The proposed Direct Tax Code: Direct Tax Code is proposed to be implemented from April 1, 2012. The proceeds will be received up to Rs 1.50 lakh. The lower limit is set to 2 all.
All limit -1. Up to Rs one lakh, Approved Funds (New Pension Scheme, Provided Fund, Super anutation gratuity etc.) may be obtained on the investment.
All Limit 2. The remaining discount of up to 50 thousand rupees, Life Insurance premiums (premiums, the insurance amount is not more than five per cent), health insurance premium and children's tuition fees will be obtained. So the Direct Tax Code is similarly applied all discount on the insurance premium - would find a limit on the basis of -2.
The obligation to get rid of long-term investments, return on investment and the necessary investment will be redeemed.He is able to.
You should also avoid over the years so that if you have selected the best of ULIP funds do not want to, you can not change it.

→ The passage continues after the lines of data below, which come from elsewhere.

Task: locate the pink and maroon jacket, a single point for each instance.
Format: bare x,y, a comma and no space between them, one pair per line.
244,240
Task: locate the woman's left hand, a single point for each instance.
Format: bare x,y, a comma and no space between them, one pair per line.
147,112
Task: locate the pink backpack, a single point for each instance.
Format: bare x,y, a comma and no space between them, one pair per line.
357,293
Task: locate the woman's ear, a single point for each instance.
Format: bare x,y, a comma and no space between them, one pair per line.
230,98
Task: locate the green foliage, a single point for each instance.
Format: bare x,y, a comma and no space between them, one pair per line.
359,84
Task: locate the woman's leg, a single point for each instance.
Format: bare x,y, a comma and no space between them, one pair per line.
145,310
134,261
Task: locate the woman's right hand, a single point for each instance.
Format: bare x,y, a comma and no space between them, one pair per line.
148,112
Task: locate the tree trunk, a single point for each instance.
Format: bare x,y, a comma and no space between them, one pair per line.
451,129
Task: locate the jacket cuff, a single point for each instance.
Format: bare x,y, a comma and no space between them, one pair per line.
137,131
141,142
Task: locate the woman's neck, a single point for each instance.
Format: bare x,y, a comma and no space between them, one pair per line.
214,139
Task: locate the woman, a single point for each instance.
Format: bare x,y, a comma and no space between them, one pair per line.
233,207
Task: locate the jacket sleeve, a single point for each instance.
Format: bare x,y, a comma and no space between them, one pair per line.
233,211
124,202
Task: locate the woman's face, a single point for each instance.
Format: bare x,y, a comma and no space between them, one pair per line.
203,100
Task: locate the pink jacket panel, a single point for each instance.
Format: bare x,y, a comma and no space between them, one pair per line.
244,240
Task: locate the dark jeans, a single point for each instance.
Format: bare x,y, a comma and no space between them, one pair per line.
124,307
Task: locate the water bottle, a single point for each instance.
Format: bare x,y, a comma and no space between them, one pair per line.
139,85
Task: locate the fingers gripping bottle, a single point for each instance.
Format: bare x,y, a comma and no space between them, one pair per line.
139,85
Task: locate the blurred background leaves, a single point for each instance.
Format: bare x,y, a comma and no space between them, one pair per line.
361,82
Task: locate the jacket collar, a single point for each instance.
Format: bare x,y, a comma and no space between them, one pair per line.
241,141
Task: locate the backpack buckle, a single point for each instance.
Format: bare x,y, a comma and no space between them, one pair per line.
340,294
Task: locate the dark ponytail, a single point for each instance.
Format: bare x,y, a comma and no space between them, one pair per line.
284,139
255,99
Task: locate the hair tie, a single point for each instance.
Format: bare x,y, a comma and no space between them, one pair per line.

ULIP plan for tax savings, so if you're planning to deliberately make the decision. Lest you repent later?

First select your appropriate ULIP plans of various insurance companies individually expenses such as premium allocation charges schemes, Mortality harges, policy administration charges, fund management charges, switching charges, surrender charges etc. should compare. Additionally, various companies in the fund risk and returns of that fund should select the appropriate ULIP.